Utiliser l’hypnose en kinésithérapie

Utiliser l’hypnose en kinésithérapie

Intérêt de l’hypnose en pratique kinésithérapique dans le cadre de la prise en charge de la douleur chronique

Auteur Rubrique de cours Relecteur Responsable
Théo Chaumeil Moyens Thérapeutiques   Jan-Hendrik Maitre

Définition

L’American Psychological Association (APA) définit l’hypnose de la manière suivante : «a state of consciousness involving focused attention and reduced peripheral awareness characterized by an enhanced capacity for response to suggestion »

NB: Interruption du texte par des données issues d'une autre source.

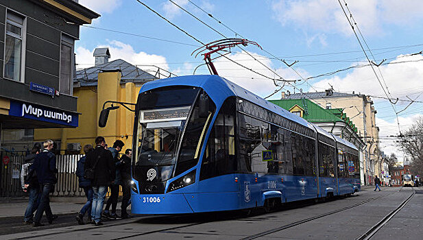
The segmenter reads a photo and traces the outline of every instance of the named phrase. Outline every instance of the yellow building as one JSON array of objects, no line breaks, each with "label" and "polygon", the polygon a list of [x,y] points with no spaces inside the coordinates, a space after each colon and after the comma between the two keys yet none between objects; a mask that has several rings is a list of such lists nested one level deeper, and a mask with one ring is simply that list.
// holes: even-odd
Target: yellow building
[{"label": "yellow building", "polygon": [[123,60],[109,62],[108,48],[96,49],[94,56],[96,65],[77,71],[73,80],[73,95],[78,97],[77,112],[81,114],[79,126],[36,130],[34,141],[51,139],[59,143],[62,154],[82,153],[84,145],[95,145],[97,136],[103,136],[108,146],[119,139],[125,143],[124,149],[132,148],[134,113],[121,106],[110,112],[107,125],[101,128],[98,119],[103,104],[106,101],[134,104],[141,86],[160,75],[153,75]]}]

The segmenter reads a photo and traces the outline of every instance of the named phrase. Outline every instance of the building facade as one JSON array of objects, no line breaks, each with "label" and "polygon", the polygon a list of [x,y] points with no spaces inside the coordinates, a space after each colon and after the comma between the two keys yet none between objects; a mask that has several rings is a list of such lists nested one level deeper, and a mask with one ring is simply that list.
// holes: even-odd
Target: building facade
[{"label": "building facade", "polygon": [[[373,184],[375,167],[380,161],[379,150],[379,131],[376,123],[377,112],[370,97],[361,94],[343,93],[328,89],[324,92],[286,95],[285,99],[310,99],[326,109],[341,108],[350,117],[357,128],[358,135],[365,143],[363,151],[363,167],[365,184]],[[380,171],[380,169],[378,170]]]},{"label": "building facade", "polygon": [[0,195],[19,181],[34,129],[77,127],[75,40],[99,16],[77,1],[0,0]]},{"label": "building facade", "polygon": [[[67,154],[82,153],[83,146],[94,145],[97,136],[104,136],[109,146],[119,139],[125,143],[125,148],[132,147],[134,112],[114,104],[119,108],[111,110],[106,126],[99,128],[100,112],[106,101],[135,104],[141,86],[163,75],[150,74],[123,60],[108,62],[110,53],[108,48],[96,49],[94,57],[95,66],[77,71],[73,79],[73,94],[78,97],[77,112],[81,113],[78,127],[36,130],[34,141],[47,136],[56,139],[61,143],[62,152]],[[158,71],[171,75],[156,68],[155,73]],[[109,103],[106,107],[110,106]]]}]

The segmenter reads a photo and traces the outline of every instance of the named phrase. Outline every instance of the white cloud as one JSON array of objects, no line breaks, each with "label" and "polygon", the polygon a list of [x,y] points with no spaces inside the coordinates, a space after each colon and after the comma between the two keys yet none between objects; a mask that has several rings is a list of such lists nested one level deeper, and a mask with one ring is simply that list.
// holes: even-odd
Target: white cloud
[{"label": "white cloud", "polygon": [[[349,16],[343,1],[341,2]],[[348,1],[347,3],[365,36],[383,34],[384,23],[397,25],[413,24],[417,19],[423,18],[419,11],[423,7],[423,1],[420,0],[354,0]],[[274,18],[282,25],[327,34],[353,34],[337,1],[278,0],[272,3],[271,8]]]},{"label": "white cloud", "polygon": [[[295,73],[293,73],[291,69],[287,68],[275,69],[275,67],[272,66],[271,60],[268,58],[265,58],[255,53],[249,53],[254,56],[254,57],[258,59],[261,63],[276,71],[284,79],[291,80],[298,77],[298,76],[295,75]],[[247,69],[253,69],[254,71],[265,76],[275,79],[279,78],[279,77],[278,77],[276,74],[267,69],[258,61],[254,60],[245,52],[228,54],[226,55],[226,57],[240,63]],[[276,86],[271,80],[254,73],[252,71],[237,65],[237,64],[224,58],[220,58],[216,60],[214,60],[213,62],[215,63],[215,66],[216,67],[217,73],[219,75],[234,82],[235,84],[261,97],[264,97],[268,96],[276,89],[280,88],[280,86]],[[204,67],[204,68],[206,67]],[[302,73],[302,75],[306,75],[306,73],[302,73],[302,71],[300,71],[300,73]],[[278,84],[282,84],[282,82],[278,82]],[[276,96],[279,97],[280,95],[277,94]]]},{"label": "white cloud", "polygon": [[[401,62],[407,62],[400,63]],[[383,84],[385,80],[393,97],[406,98],[406,95],[410,93],[411,87],[414,89],[423,88],[423,56],[399,56],[389,63],[379,67],[383,79],[379,75],[377,67],[374,68]],[[382,87],[370,66],[356,68],[343,77],[335,76],[324,79],[314,84],[313,86],[322,90],[328,88],[329,84],[337,91],[354,91],[357,93],[385,96]]]},{"label": "white cloud", "polygon": [[122,4],[122,0],[80,0],[80,4],[97,13],[111,13]]},{"label": "white cloud", "polygon": [[[195,7],[193,4],[189,4],[188,0],[173,0],[173,1],[190,12],[194,12],[196,16],[197,16],[198,14],[204,14],[201,10]],[[202,1],[201,3],[195,3],[207,12],[211,12],[215,10],[215,5],[210,3],[208,1]],[[170,1],[162,3],[162,8],[163,11],[165,11],[166,17],[171,19],[181,15],[183,12],[182,9]]]},{"label": "white cloud", "polygon": [[[122,59],[134,65],[156,65],[162,69],[169,70],[166,58],[156,54],[149,54],[144,51],[136,52],[134,48],[122,42],[112,40],[108,45],[100,45],[96,47],[108,47],[110,53],[110,59],[112,61]],[[89,50],[80,47],[76,49],[76,63],[77,68],[87,68],[93,67],[95,58],[93,56],[94,49]],[[142,68],[141,68],[142,69]]]}]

Dans le langage courant, l’hypnose recouvre une définition double : le terme désigne à la fois un état de conscience modifié (la transe hypnotique) et la procédure par laquelle on arrive à cet état modifié de conscience[1].

L’absence de marqueur neurobiologique précis caractérisant l’état d’hypnose a longtemps rendu sceptiques les chercheurs. Cependant, depuis ces dernières décennies, les avancées des neurosciences (et notamment des nouvelles technologies d’exploration du cerveau) ont permis de nombreuses découvertes sur le fonctionnement de notre cerveau et l’hypnose est aujourd’hui reconnue de manière grandissante dans la communauté scientifique internationale[2].

Les applications de l’hypnose

Les applications de l’hypnose sont multiples et dépendent des objectifs fixés[3]:

  • L’hypnose médicale : afin de diminuer certains symptômes comme la douleur (hypnoanalgésie), le stress en lien avec la pathologie de la personne ou induit par les soins médicaux, ou peut aussi être utilisée dans le domaine des pathologies psychiatriques (addictions, stress post traumatique, etc) ;
  • L’hypnothérapie : comme outil de psychothérapie pour aider à la modification des comportements et/ou des cognitions ;
  • La communication hypnotique : permettant de développer un mode de communication notamment basé sur l’usage de suggestions visant à améliorer la communication thérapeute-patient et à créer ou renforcer l’alliance thérapeutique ;
  • L’hypnose expérimentale : permettant l’étude du fonctionnement du cerveau et entre autre de la conscience, des émotions et des sensations.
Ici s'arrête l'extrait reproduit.